Devon Green, VP of Government Relations

After making a big deal about S.151 being THE health care reform bill last week, S.211 and S.183 came out with major changes to government structures around health care. Such is the session—turns on a dime and keeps you on your toes.

 

Medicaid expansion: The House Health Care Committee heard a walkthrough of H.721, which would expand access to Medicaid by raising Dr. Dynasaur eligibility to age 26 and increasing income eligibility for adults to 312% by 2030. Primary care, mental health, substance use disorder, and long-term care providers would be reimbursed at a rate no lower than 125%. The bill also expands financial eligibility for Medicare Savings Programs which subsidize Medicare costs for older Vermonters. 

 

Health care leadership and regulation: The Senate Health and Welfare Committee heard about S.211, a bill that partners the Agency of Human Services on policy initiatives and removes areas like workforce development and prior authorization from Green Mountain Care Board jurisdiction.
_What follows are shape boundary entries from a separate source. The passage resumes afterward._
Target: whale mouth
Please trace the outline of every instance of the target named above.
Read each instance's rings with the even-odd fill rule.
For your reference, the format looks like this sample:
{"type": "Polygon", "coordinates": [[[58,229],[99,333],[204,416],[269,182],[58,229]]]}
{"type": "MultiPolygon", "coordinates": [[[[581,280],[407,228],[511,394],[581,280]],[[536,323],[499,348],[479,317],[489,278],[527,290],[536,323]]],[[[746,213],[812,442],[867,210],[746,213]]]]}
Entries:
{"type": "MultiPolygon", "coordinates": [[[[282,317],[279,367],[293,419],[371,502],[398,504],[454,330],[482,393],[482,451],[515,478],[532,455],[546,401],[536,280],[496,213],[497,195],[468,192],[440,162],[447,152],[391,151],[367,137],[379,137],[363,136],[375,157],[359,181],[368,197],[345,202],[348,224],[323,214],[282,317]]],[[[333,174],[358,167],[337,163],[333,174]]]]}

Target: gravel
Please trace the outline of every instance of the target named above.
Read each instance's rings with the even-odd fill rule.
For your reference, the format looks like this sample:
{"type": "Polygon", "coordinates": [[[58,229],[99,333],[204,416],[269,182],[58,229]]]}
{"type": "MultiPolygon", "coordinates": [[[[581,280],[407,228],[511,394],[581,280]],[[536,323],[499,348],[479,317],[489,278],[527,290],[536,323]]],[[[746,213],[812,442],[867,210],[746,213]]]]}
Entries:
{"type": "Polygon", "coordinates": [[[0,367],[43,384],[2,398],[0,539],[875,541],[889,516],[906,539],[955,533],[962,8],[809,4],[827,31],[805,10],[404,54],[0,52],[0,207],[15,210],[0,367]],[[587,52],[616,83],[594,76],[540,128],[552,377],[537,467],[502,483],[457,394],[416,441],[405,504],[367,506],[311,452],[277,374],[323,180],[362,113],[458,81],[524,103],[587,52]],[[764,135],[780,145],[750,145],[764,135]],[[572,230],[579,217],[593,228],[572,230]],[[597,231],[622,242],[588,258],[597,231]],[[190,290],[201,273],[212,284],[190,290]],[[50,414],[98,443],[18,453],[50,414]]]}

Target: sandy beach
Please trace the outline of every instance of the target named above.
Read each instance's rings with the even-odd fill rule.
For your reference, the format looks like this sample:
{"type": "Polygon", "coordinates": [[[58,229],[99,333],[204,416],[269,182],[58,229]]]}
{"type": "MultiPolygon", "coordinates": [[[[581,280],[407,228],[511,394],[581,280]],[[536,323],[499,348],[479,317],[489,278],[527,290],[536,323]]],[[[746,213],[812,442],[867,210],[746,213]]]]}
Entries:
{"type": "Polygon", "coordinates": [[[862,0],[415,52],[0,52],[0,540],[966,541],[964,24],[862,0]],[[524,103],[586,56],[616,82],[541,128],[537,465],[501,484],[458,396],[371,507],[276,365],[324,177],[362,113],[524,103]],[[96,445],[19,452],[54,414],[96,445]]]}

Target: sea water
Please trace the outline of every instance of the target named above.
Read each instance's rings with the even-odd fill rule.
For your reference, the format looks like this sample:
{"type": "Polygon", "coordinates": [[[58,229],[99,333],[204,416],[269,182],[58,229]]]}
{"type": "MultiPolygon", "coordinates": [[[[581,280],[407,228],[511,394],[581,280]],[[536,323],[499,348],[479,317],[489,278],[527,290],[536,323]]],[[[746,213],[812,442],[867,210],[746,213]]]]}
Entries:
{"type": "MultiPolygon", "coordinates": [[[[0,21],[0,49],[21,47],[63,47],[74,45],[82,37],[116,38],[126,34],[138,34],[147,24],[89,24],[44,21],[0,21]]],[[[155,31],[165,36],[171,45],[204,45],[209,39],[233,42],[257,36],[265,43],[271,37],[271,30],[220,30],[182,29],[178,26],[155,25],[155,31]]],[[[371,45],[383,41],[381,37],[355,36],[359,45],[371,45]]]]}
It gives the Green Mountain Care Board the ability to pursue reference-based pricing or site-neutral payments. The bill also aligns enrollment and credentialing, quality measurements, and data collection to Medicare and works towards a single entity for health care data.

 

The Senate Government Operations Committee heard about a different bill, S.183, that creates a work group to develop a plan to move health care policy, planning, payment, and public health out of the Agency of Human Services and into a new entity— The Agency of Health Care Administration.

 

Workforce: Within the depths of S.211 is also an initiative for the Board of Nursing to establish a student nurse apprenticeship program.  

 

Claims edits: “Claims edits” or “modifier to CPT codes” doesn’t usually elicit a lot of emotion, but hospital, independent, and FQHC representatives expressed frustration when testifying on commercial insurer claims edit and policy changes. Providers recounted the administrative burden of having to contest and resubmit claims, two-hour wait times on the phone when seeking assistance, and needing to hire extra staff to deal with the added administrative requirements. Shortly after, H.766 was released and includes:

  • patient protections for step therapy medication

  • standardizing claims edits to NCCI or other nationally recognized standards

  • limiting edit changes to once a year with 90 days advance notice

  • prohibiting pre-payment review

  • requiring clear communication of changes

  • clarifying that a new policy that impacts provider reimbursement is a change in contract

  • insurers collecting out of pocket costs



Act 167 hospital transformation and AHEAD model updates: Both health care committees heard updates from the Green Mountain Care Board and the Agency of Human Services on progress with Act 167 hospital transformation and hospital global budgets under the AHEAD model.